A love of poetry and philosophy led Metodije Zlatanov to monastic life. As a young man, Mr. Zlatanov was part of a group that sought to revive Macedonian cultural tradition. "We tried to live this tradition," says Zlatanov, who teaches in a religious high school and publishes books of poetry. "And so we found ourselves living in the church." But Zlatanov went farther than the others. "Even as a teenager, a question that was very important for me was whether it was possible to live as a philosopher," he says. "Monastic life was an answer to this question."
Men are not the only ones drawn to monastic life. Three years ago, Abbess Sister Kirana led a group of young nuns to the village of Jankovec, in southern Macedonia, to begin to restore an abandoned 16th-century nunnery. "It's rewarding and exciting, but also very difficult," says Sister Kirana, who studied architecture before turning to religion. In the beginning, the nuns lacked water and electricity, and the neighbors wondered about the grave, black-garbed women who had moved in next door. "When they got to know the life of the monastery, all their suspicions were gone," says Sister Kirana, who declined to give her full name.
Of all the monasteries in the former Yugoslavia, Decani is perhaps the most remarkable. After NATO evicted Serbian forces from Kosovo three years ago, ordinary Serbs fled the Decani area, making the monks the only Serbs for miles around. Today, Italian soldiers guard the monastery's approaches, and the monks do not leave without an escort.

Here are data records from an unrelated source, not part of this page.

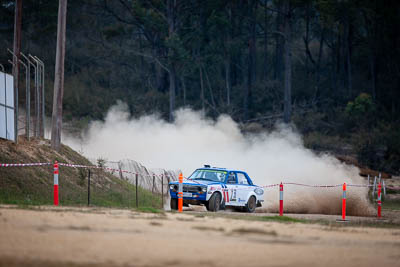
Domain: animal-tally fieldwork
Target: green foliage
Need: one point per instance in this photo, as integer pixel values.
(101, 162)
(362, 106)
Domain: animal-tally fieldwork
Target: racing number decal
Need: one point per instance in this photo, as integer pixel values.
(233, 195)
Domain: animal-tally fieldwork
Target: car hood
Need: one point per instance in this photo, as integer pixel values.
(196, 182)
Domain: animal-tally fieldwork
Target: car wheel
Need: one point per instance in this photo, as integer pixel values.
(174, 203)
(251, 204)
(214, 203)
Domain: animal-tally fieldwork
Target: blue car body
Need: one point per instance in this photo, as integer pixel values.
(235, 189)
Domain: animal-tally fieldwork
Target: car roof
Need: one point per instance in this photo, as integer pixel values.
(220, 169)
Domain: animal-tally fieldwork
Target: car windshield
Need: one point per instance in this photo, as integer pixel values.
(211, 175)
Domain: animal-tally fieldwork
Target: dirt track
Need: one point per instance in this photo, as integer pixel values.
(109, 237)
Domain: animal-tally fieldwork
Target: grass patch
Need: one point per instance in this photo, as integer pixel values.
(149, 210)
(208, 228)
(391, 205)
(285, 219)
(253, 231)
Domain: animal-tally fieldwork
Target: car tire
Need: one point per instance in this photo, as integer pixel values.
(251, 204)
(174, 204)
(214, 204)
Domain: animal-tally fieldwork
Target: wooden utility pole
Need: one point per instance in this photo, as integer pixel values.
(59, 77)
(287, 109)
(17, 49)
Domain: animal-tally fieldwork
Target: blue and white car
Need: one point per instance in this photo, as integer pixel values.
(217, 188)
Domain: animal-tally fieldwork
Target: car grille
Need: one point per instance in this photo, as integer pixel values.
(191, 188)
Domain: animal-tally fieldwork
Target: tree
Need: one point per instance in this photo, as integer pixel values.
(59, 77)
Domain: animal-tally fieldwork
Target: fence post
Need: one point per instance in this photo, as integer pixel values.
(379, 200)
(89, 188)
(162, 190)
(281, 199)
(55, 190)
(154, 180)
(137, 178)
(373, 188)
(180, 193)
(344, 202)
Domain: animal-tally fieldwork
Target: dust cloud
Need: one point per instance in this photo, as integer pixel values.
(192, 140)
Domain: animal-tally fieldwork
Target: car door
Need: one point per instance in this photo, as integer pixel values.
(231, 190)
(243, 189)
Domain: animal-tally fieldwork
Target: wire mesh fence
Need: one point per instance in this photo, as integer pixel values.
(125, 184)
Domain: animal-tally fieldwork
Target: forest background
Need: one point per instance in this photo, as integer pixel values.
(330, 68)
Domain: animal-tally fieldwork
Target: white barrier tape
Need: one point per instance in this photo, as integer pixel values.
(159, 175)
(110, 169)
(23, 164)
(307, 185)
(323, 186)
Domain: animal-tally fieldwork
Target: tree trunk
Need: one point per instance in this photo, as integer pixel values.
(203, 107)
(251, 69)
(184, 90)
(287, 111)
(171, 8)
(59, 77)
(227, 62)
(278, 43)
(172, 85)
(16, 48)
(348, 57)
(265, 65)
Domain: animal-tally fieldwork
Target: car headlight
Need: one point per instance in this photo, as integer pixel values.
(259, 191)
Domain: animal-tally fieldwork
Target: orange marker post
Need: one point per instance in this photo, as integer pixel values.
(281, 199)
(379, 200)
(344, 203)
(56, 183)
(180, 193)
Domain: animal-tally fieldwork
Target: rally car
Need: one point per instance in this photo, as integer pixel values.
(217, 188)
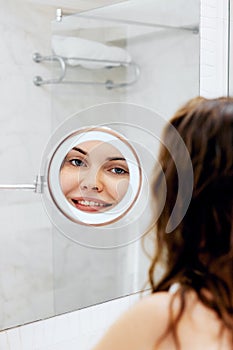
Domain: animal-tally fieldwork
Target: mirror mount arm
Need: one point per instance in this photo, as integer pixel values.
(37, 187)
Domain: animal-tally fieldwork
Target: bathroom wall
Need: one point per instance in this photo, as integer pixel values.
(26, 278)
(26, 267)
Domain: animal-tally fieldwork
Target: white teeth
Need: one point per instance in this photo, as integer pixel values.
(91, 203)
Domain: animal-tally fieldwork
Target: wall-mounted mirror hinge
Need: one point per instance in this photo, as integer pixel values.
(37, 187)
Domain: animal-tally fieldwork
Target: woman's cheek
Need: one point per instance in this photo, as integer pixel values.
(121, 187)
(66, 181)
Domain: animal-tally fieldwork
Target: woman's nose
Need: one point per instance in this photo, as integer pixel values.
(92, 182)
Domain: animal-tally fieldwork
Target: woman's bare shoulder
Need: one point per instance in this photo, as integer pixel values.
(140, 326)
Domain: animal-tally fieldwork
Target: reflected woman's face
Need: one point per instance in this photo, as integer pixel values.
(94, 176)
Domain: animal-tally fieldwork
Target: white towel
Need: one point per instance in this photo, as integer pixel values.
(86, 52)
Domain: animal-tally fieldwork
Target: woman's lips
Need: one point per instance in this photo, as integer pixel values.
(90, 204)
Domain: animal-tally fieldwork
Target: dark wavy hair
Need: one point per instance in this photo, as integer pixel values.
(198, 253)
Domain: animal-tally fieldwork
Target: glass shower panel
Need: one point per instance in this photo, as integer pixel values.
(123, 53)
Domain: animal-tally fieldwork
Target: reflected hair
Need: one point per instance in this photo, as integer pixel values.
(198, 253)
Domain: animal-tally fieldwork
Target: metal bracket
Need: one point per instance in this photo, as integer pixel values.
(37, 187)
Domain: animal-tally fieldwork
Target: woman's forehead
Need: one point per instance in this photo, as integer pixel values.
(102, 148)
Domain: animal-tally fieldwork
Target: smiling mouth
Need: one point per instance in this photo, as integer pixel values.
(90, 205)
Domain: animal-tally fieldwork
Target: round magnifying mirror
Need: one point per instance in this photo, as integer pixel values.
(94, 176)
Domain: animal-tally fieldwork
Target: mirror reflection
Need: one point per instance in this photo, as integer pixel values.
(94, 176)
(90, 173)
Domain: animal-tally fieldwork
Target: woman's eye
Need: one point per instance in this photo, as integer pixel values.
(119, 171)
(77, 162)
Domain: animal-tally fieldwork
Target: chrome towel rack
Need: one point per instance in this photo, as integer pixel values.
(63, 63)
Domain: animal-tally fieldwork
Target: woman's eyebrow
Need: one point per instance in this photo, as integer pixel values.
(80, 150)
(116, 158)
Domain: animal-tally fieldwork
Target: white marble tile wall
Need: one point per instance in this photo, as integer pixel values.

But Decani's predicament only increases its appeal. With 33 monks and novices, it has the largest brotherhood of any monastery in Serbia. "The outer situation has not affected the inner, spiritual life at all," says Father Sava Janjic, the deputy abbot. "I can say it's even become more intense. In the history of Christianity, spiritual life increases under repression."
The monks take vows of poverty, chastity, and obedience that date to the dawn of monasticism. But they do not reject modernity altogether. The typical monk today is educated and city-bred, uses computers and e-mail, and can be reached by cellphone. The icon painters at Decani mix pigment with egg yolk in the old way, and then blow-dry the paint with electric hair dryers.
No one exemplifies the new monk better than Decani's deputy abbot. University educated and fluent in English, Janjic set up a monastery website in 1997. As civil war loomed in Kosovo, he cautioned against violence and criticized Milosevic. During the fighting, he and his fellow monks protected ethnic Albanians from Serb paramilitary gangs.
Today, he publishes sharp commentaries rebuking the province's United Nations and NATO overseers for failing to curb ethnic Albanian extremists.
"The monastic way is no longer seen as some kind of time machine, going into the past," Janjic says. "It's not a petrified form of spirituality. We wear strange clothes and follow strange rules, but Orthodox Christianity is able to give something spiritually to these people today."